The Center Won’t Hold is S-K’s first studio set since No Cities to Love, their 2015 comeback, and their first of the MeToo era, which Tucker invokes potently on the torch-song closer, “Broken.” Producer Annie Clark of St. Vincent, who was 12 when S-K’s 1996 breakthrough, Call the Doctor, was released, makes it a summit between tag-team generations of rock heroines. Given No Cities’ lean-in to Seventies New Wave and Clark’s pivot into ’10s meta-pop onMasseducation, it’s a perfect match, made most explicit on the single “Hurry on Home.” Splashed with St. Vincent sonics, it’s a psychodrama of sexual-power dynamics. (Guitarist Carrie Brownstein’s past romantic links to both Clark and Tucker add backstory, as does a brilliantly weird Miranda July booty-call video.)
If there’s a through line to The Center Won’t Hold, it’s social media alienation and all it engenders. Sleater-Kinney have always made meaning in physical spaces where we can experience sweaty liberation from dated rock tropes. Here, physical connection feels more essential than ever. “Reach out and touch me/I’m stuck on the edge. . . . The darkness is winning again,” Tucker sings on “Reach Out,” part girl-group lover’s plea, part synth-pop suicide-at-the-beach fantasy, with a sly nod to Depeche Mode’s “Personal Jesus.” “The Future Is Here” gives voice to someone who begins and ends her day “on a tiny screen” and confesses, “Never have I felt so goddamned lost and alone.” On “Can I Go On,” every last person “is wired/To machines, it’s obscene.”
It’s a status quo that makes the group’s continued existence — especially given drummer Janet Weiss’ post-LP departure — a big deal. They don’t take it for granted. “Do you feast on nostalgia?” asks Tucker with a wink on “Ruins,” a dubby march conjuring vintage PJ Harvey and the nightmare of 2019 America.

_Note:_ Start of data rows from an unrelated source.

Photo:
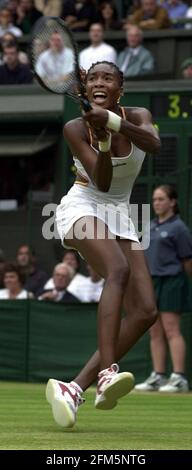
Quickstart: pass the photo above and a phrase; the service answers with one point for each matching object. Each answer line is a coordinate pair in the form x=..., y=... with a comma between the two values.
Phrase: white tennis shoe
x=65, y=400
x=112, y=385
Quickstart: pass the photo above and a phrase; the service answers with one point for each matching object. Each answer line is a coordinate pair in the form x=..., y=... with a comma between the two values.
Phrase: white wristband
x=114, y=121
x=105, y=145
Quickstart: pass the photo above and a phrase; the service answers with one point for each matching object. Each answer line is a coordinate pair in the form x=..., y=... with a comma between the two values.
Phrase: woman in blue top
x=170, y=258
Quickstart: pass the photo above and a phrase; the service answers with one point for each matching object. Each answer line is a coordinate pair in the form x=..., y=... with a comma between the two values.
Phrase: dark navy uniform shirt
x=170, y=244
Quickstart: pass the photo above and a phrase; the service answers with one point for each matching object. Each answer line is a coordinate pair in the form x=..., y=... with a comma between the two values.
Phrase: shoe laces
x=112, y=370
x=73, y=394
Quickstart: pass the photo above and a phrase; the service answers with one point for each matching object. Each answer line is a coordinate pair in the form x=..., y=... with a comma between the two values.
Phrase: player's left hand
x=97, y=117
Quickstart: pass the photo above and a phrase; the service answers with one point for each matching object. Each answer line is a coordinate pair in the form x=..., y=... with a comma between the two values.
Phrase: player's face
x=103, y=86
x=161, y=203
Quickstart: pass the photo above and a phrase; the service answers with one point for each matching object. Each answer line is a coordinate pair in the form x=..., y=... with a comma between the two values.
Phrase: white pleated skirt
x=112, y=210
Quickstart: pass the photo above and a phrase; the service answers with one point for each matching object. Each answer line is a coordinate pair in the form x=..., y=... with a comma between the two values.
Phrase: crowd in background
x=24, y=278
x=18, y=17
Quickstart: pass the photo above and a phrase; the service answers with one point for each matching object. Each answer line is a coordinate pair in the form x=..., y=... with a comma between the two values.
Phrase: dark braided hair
x=120, y=74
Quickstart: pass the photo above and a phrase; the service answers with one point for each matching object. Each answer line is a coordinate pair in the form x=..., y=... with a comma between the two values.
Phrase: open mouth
x=99, y=96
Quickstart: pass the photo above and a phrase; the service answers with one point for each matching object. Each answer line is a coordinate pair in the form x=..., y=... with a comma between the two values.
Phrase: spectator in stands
x=14, y=280
x=35, y=277
x=49, y=7
x=62, y=276
x=12, y=72
x=135, y=59
x=170, y=259
x=79, y=14
x=2, y=267
x=176, y=9
x=71, y=257
x=9, y=40
x=186, y=68
x=6, y=25
x=98, y=50
x=26, y=15
x=150, y=16
x=108, y=16
x=56, y=61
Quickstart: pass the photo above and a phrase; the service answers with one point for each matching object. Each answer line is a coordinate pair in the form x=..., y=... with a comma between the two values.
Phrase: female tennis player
x=109, y=144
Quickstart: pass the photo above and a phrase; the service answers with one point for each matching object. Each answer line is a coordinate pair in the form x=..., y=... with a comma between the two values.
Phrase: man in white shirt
x=98, y=50
x=135, y=59
x=57, y=61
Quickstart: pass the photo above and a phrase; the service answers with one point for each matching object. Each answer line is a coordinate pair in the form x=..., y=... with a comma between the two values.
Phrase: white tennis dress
x=113, y=207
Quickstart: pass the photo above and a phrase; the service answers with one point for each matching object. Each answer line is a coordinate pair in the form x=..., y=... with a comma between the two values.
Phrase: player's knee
x=149, y=314
x=119, y=274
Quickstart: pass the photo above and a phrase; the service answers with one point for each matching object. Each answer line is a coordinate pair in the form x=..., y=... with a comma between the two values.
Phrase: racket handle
x=85, y=104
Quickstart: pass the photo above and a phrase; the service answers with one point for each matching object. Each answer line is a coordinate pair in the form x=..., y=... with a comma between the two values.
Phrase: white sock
x=76, y=386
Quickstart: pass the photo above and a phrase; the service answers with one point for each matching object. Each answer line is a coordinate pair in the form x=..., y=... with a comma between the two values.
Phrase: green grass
x=140, y=421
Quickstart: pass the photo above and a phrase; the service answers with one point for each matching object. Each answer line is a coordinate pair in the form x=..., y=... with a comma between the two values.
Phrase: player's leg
x=140, y=307
x=107, y=259
x=177, y=381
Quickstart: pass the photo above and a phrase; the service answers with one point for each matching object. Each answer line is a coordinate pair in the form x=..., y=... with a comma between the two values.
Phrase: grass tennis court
x=141, y=421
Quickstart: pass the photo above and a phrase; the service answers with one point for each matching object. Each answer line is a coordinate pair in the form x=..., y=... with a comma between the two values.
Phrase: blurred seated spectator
x=135, y=59
x=6, y=24
x=26, y=15
x=35, y=277
x=49, y=7
x=9, y=40
x=98, y=50
x=79, y=14
x=12, y=72
x=62, y=276
x=186, y=68
x=108, y=16
x=2, y=267
x=56, y=61
x=176, y=9
x=189, y=15
x=71, y=257
x=150, y=16
x=14, y=281
x=92, y=287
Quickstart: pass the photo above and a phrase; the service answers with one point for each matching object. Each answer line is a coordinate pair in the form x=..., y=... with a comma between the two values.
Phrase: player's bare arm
x=98, y=166
x=138, y=126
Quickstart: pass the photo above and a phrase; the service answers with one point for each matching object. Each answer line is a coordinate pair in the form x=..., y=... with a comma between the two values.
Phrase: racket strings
x=55, y=69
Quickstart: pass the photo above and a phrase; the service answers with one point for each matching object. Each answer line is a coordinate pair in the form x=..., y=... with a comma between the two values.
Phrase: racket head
x=51, y=36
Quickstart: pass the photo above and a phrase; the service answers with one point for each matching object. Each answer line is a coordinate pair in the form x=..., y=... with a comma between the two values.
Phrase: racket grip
x=85, y=104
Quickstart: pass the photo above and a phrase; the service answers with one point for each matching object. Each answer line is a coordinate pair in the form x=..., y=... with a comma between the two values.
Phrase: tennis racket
x=54, y=60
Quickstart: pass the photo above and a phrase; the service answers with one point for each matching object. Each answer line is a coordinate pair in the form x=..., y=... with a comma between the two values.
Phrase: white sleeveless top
x=125, y=171
x=112, y=207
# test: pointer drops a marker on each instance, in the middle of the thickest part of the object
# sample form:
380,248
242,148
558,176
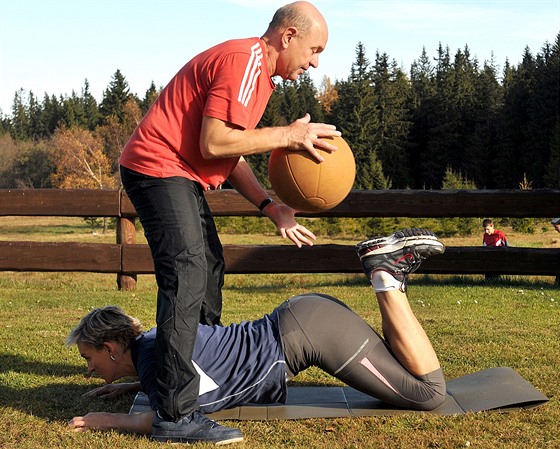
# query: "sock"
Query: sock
384,281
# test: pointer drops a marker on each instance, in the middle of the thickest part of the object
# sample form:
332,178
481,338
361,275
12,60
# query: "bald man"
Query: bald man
192,140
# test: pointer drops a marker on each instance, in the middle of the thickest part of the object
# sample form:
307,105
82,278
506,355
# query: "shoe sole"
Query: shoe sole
175,441
384,245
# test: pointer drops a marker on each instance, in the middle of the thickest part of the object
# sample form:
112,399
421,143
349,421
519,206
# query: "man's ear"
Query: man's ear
110,347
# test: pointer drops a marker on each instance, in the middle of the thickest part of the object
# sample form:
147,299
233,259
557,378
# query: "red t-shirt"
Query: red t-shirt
496,239
229,82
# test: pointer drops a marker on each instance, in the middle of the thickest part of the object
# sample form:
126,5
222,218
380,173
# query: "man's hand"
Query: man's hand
304,135
284,218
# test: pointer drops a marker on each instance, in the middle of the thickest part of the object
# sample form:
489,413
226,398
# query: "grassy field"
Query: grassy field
514,322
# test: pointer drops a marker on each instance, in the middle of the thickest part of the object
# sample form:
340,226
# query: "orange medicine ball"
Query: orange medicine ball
307,185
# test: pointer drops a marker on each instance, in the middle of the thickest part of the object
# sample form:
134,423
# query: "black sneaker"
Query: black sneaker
194,428
400,254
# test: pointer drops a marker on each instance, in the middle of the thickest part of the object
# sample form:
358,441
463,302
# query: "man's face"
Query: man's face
302,52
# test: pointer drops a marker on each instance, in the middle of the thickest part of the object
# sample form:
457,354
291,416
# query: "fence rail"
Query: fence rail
127,259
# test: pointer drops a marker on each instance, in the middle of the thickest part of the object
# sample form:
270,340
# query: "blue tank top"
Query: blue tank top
238,364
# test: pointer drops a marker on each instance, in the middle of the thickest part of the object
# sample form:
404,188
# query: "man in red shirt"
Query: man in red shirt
192,140
492,237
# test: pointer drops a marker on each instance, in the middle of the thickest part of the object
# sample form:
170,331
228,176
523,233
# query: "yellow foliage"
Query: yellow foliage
80,160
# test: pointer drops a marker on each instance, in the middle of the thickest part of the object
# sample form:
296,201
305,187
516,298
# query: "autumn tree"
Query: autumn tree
80,160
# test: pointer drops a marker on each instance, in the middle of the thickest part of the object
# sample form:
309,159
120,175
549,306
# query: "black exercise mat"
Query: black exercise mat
500,389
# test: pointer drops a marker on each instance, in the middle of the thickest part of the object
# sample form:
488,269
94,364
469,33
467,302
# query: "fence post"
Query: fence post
126,235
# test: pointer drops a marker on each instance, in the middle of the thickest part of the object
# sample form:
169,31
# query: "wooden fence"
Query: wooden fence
126,258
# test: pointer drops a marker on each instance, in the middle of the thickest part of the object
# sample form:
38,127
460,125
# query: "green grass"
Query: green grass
473,326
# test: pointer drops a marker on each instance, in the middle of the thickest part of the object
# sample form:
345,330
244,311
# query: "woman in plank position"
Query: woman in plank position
250,362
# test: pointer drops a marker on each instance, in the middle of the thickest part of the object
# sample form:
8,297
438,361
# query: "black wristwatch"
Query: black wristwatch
265,203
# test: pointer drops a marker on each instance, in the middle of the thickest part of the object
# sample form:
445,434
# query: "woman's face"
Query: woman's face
99,361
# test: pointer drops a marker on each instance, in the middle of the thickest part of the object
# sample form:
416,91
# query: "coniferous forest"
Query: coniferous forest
451,116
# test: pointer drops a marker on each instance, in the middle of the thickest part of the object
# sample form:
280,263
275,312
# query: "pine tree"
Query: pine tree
422,105
392,90
20,117
115,97
355,115
149,97
91,114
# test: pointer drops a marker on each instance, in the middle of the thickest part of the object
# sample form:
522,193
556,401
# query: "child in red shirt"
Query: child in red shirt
492,237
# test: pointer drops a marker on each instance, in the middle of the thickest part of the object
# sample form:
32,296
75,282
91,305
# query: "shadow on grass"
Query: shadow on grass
314,282
19,364
54,401
59,401
481,281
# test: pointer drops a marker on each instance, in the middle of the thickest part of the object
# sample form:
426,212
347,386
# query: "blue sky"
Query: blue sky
52,46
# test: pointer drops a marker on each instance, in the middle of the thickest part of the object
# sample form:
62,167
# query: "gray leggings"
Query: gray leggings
319,330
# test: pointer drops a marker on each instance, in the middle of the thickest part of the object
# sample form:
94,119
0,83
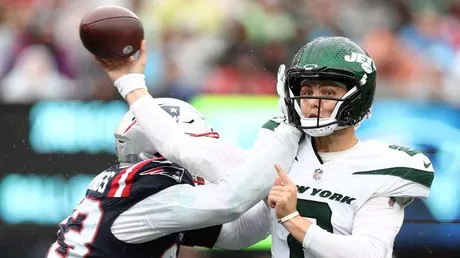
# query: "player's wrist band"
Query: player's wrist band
127,83
288,217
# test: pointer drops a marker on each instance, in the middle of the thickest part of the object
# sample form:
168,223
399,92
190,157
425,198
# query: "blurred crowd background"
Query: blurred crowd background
230,46
219,47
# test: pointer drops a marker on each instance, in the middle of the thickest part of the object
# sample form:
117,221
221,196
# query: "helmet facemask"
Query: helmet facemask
342,115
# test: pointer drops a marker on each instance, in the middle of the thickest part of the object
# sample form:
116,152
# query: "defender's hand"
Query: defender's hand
118,68
283,196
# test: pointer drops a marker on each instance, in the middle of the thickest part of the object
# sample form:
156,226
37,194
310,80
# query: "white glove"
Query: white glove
281,91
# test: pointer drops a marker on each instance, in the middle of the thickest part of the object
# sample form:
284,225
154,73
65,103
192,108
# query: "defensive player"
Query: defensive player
351,193
141,210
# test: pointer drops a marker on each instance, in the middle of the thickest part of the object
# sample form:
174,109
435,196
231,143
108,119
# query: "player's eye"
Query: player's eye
328,92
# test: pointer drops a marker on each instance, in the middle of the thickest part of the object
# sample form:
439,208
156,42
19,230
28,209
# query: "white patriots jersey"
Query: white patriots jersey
330,194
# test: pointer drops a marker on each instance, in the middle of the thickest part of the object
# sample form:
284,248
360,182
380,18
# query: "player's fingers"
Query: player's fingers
272,200
278,181
143,53
282,175
277,193
279,188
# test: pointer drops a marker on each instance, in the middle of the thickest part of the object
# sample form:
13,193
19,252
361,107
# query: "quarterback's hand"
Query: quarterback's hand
118,68
280,84
283,196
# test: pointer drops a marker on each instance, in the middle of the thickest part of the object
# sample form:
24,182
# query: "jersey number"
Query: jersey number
81,229
317,212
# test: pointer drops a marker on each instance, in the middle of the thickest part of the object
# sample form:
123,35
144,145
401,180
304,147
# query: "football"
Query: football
111,32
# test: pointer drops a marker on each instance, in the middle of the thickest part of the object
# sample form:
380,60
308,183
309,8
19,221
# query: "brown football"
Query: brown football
111,32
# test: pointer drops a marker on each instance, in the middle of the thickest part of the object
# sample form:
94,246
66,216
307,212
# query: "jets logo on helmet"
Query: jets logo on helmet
342,62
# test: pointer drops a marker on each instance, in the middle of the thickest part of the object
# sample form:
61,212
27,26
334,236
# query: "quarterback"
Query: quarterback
343,197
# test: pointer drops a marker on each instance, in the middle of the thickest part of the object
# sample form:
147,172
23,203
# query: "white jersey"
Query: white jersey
332,194
230,169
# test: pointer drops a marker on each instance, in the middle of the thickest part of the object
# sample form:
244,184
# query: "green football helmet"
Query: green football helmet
339,60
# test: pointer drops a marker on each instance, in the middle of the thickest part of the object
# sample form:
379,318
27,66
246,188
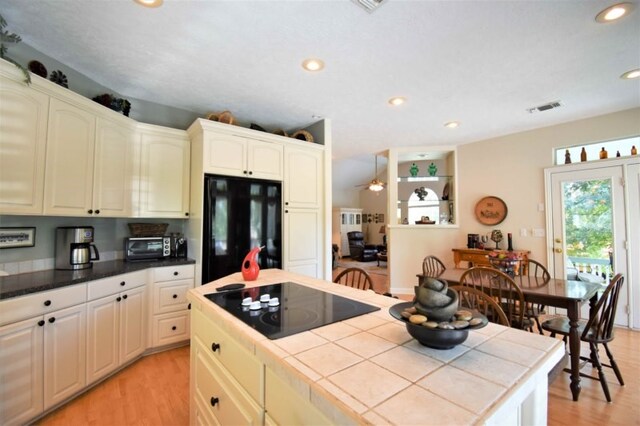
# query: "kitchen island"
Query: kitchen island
363,370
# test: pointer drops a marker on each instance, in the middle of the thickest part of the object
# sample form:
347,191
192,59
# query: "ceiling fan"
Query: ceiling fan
376,185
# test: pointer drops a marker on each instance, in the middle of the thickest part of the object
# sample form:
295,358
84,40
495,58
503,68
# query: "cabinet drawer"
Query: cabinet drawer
18,308
171,296
112,285
169,273
225,401
237,359
170,328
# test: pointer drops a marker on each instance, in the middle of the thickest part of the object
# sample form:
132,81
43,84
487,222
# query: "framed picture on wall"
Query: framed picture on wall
17,237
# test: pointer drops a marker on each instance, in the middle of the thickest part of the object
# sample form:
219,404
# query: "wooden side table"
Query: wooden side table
478,257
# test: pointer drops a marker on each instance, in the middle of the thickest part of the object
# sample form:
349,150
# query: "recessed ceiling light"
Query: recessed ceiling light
631,74
313,64
613,13
397,100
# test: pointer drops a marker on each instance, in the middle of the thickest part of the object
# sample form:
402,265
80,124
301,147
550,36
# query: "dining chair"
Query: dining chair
354,277
471,298
533,274
502,289
597,330
432,267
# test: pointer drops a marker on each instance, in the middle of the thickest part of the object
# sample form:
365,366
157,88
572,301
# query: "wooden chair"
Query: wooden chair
501,288
432,267
598,329
472,298
533,274
354,277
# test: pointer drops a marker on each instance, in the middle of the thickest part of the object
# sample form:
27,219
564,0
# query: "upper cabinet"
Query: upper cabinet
164,172
233,155
23,136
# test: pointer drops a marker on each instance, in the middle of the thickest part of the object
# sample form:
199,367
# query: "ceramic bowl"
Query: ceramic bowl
435,338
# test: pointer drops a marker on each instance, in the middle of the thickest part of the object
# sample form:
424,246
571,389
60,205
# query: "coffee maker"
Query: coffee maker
74,247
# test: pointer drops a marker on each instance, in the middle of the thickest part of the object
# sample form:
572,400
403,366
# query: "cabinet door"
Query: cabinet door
102,337
69,160
114,174
164,176
225,155
21,376
133,319
64,354
265,160
302,252
23,135
303,177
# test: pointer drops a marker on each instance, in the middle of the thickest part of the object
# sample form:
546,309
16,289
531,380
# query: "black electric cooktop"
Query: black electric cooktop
297,308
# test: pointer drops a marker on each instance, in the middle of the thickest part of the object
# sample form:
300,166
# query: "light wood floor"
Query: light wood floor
155,391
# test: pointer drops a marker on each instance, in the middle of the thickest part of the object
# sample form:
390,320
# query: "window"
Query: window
429,207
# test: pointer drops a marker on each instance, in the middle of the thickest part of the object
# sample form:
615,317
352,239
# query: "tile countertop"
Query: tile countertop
33,282
369,370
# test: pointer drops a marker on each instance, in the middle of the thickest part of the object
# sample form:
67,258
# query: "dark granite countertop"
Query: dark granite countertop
50,279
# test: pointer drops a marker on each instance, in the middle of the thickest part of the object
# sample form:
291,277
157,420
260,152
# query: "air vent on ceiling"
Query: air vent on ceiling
369,5
545,107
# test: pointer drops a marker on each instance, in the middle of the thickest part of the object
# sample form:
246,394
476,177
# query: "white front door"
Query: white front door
588,227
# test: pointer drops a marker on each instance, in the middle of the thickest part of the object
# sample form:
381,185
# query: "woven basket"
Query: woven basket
148,229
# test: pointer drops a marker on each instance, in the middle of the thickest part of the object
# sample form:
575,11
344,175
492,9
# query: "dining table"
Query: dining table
559,293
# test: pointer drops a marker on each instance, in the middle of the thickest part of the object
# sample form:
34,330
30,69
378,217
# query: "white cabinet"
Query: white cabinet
345,220
23,135
233,155
42,351
21,371
69,160
115,323
169,306
164,172
304,173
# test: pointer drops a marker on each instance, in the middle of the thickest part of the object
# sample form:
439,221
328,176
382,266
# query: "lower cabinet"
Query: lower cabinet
116,331
42,362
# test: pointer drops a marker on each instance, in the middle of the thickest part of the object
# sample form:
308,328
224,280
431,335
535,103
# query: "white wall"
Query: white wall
510,167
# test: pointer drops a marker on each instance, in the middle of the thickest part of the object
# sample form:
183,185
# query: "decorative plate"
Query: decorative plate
38,69
59,78
491,210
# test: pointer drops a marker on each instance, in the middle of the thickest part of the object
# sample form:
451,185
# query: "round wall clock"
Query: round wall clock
491,210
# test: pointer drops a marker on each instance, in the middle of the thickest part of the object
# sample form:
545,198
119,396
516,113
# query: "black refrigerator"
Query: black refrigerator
240,214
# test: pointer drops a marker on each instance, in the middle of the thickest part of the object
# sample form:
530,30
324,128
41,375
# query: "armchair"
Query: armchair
359,250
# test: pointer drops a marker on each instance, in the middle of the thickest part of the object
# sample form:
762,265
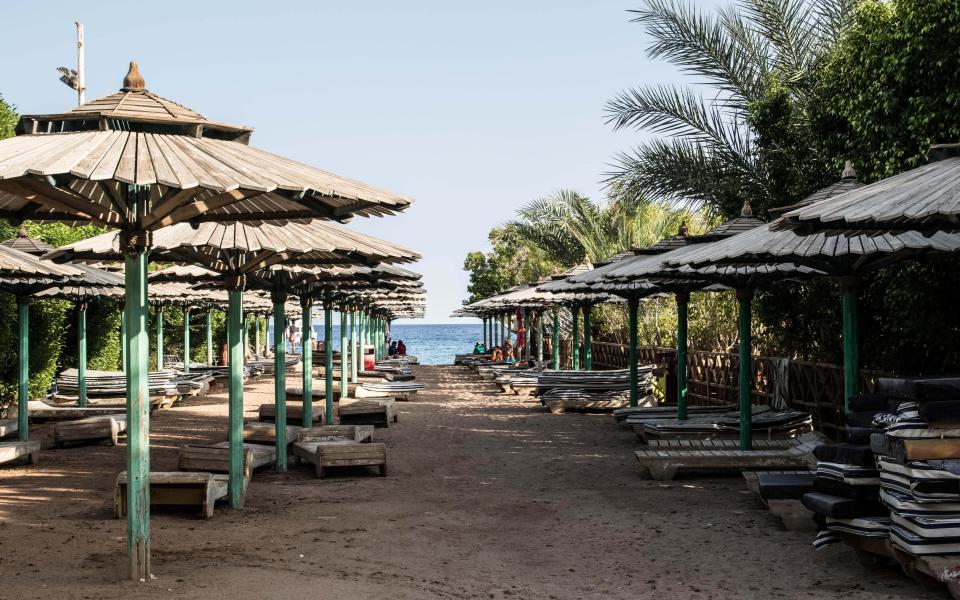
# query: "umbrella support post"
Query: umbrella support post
851,342
587,342
328,362
307,337
633,304
82,354
280,380
137,344
745,297
344,357
186,339
23,379
235,322
575,353
683,301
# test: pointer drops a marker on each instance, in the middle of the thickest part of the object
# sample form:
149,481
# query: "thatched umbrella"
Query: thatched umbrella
24,275
137,162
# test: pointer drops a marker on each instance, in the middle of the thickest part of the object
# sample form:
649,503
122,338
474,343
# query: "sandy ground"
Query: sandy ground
487,497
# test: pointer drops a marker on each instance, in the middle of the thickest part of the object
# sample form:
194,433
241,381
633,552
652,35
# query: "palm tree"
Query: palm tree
709,157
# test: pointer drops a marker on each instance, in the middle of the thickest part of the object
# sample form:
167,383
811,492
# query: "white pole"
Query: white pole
81,86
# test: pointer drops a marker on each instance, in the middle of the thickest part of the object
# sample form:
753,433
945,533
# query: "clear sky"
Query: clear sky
471,108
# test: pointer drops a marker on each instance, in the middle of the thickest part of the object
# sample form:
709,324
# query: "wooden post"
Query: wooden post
210,337
576,339
683,300
137,344
587,342
23,380
633,304
82,354
328,361
159,316
235,321
556,338
849,287
306,307
744,297
186,339
280,378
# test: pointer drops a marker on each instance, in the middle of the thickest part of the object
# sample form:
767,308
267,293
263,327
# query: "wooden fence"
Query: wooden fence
816,388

But nostalgia correctly weaponized is a mighty thing. See “LOVE,” the set’s most affecting song. A Kraftwerk-ing jam that reads as intra-band mash note, it chronicles small-town punk rage, broke-ass van touring, and the cleansing fire of art. And it ends in a blood oath to one another and to fans: “There’s nothing more frightening and nothin’ more obscene/Than a well-worn body demanding to be seen.” Brownstein follows it with a hearty “fuck!” — a “fuck” that, in its enraged glee, sums up everything that makes the band great, now and forever.